Given a time series of a set of N assets (let's say 100), how can I find the optimal portfolio, with the constraint that only n<N assets (let's say 10) can be in the portfolio? With 'optimal portfolio' I mean the 'efficient portfolio' (so minimum variance for a given return, or maximum return for a given variance). Within the modern portfolio theory framework one can find the weights for all the N assets, but what if I want n<N assets only?
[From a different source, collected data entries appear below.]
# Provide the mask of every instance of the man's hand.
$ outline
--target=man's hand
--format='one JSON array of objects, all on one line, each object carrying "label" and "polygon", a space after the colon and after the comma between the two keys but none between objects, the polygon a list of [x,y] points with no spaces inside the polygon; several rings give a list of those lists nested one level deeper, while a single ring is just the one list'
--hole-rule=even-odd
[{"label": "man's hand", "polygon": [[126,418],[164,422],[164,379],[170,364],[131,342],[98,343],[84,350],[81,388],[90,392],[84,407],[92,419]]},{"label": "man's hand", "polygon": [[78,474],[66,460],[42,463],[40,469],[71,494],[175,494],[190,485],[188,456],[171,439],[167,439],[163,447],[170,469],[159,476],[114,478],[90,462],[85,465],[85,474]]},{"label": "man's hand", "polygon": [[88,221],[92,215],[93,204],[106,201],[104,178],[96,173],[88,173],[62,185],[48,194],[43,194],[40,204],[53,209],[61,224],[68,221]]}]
This is generally considered a hard problem to solve because it is an example of a Mixed Integer Non-Linear Programming problem, and would typically require access to a commercial optimisation routine to solve. The problem requires the addition of N variables ($v_i, i=1,N$) to the general Markowitz optimization problem. $v_i$ can take the value 0 or 1 depending on whether an asset is included in the final portfolio. Each asset has modified variable bounds $= l_iv_i < x_i < u_iv_i$, and we have a final constraint on the number of total variables $\Sigma_i v_i <= n$.
Mathworks shows some of the theoretical background at https://uk.mathworks.com/help/optim/ug/mixed-integer-quadratic-programming-portfolio-optimization-solver-based.html. MATLAB's solution requires multiple calls to a Mixed Integer Linear Programming routine.
People have also solved this using more ad-hoc methods in the past (genetic algorithms, simple heuristics). So, for example, one can optimise with the full N assets, remove the smallest position, and repeat until there are only n assets left. This approach is not guaranteed to be optimal but may be practically workable. In particular, when you consider that there is significant estimation error on the tracking error, any further improvement to a truly optimal solution may not be worthwhile.